# Euler characteristic of matrix manifolds

I'm reading through examples of computing Euler characteristic of manifolds. I know how to compute it for generic manifolds like sphere and torus. But what about matrix manifolds? I'd like to know how to compute the Euler characteristic of a matrix group, say $$SL_3(\mathbb{R})$$, for example.

What I know: The definition of Euler characteristic for a manifold $$M$$, I'm using is $$\chi(M)=L(Id)$$, where $$L$$ is the Lefschetz number of the identity map on $$M$$, which is basically the intersection number of the diagonal of the identity with itself. I also know the Poincare-Hopf theorem.

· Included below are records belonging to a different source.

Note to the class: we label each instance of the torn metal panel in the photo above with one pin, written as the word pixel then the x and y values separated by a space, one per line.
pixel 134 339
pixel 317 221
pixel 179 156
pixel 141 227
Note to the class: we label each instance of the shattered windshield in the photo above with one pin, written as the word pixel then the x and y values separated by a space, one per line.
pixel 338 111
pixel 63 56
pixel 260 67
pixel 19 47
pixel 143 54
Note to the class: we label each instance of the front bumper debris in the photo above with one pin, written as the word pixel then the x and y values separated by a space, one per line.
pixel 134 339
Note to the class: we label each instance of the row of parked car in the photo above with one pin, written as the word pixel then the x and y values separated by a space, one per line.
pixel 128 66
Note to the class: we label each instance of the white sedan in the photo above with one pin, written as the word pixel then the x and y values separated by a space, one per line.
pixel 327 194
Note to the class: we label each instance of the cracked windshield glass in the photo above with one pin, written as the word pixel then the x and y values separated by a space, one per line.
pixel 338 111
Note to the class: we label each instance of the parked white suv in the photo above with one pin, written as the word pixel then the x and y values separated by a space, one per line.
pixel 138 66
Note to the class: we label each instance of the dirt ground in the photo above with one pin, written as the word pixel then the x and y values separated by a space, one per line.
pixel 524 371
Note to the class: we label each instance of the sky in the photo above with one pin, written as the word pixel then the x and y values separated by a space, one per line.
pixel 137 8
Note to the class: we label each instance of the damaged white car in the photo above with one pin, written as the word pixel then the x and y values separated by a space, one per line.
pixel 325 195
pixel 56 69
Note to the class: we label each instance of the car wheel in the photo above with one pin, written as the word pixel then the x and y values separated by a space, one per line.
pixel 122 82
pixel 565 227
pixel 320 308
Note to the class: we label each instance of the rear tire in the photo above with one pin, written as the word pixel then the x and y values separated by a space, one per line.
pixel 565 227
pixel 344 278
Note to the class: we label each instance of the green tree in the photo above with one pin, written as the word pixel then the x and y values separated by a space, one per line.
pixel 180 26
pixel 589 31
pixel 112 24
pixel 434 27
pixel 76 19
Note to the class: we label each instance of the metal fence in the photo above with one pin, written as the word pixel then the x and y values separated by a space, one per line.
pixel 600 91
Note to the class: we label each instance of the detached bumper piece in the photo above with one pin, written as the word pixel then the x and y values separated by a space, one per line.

Any help is appreciated. Thanks!

• math.stackexchange.com/questions/13260/… – Zircht Dec 8 '18 at 2:29
• @Zircht I have no knowledge of Lie theory. Most of what's mentioned there makes no sense to me. I'd like to use the definition I mentioned. There has to be a simpler way. – tangentbundle Dec 8 '18 at 2:36
• The tangent bundle of a Lie group is parallelizable via left invariant vector fields. Hence it is trivial and has Euler number zero. – Charlie Frohman Dec 8 '18 at 3:09
• @Zircht The tools used there are waaaaay too hard for this problem. You need those only if you care about calculating the entire homology groups. – user98602 Dec 9 '18 at 1:06

2) Every connected Lie group has a compact subgroup that it deformation retracts onto. For $$SL_n$$ it is $$SO(n)$$: this is a continuous version of the Gram-Schmidt procedure.
3) Now, and only now, may we apply Lefshcetz: Pick any non-identity elemeny of your connected compact group $$G$$. Left multiplication $$L_g$$ by that element is a continuous map with no fixed points, so $$L(L_g) = 0$$. Picking a path from $$g$$ to the identity $$e$$ gives a homotopy between $$L_g$$ and $$L_e = \text{Id}$$. Because the Lefschetz number is (defined to be!) a homotopy invariant, $$L(L_e) = \chi(G) = 0$$.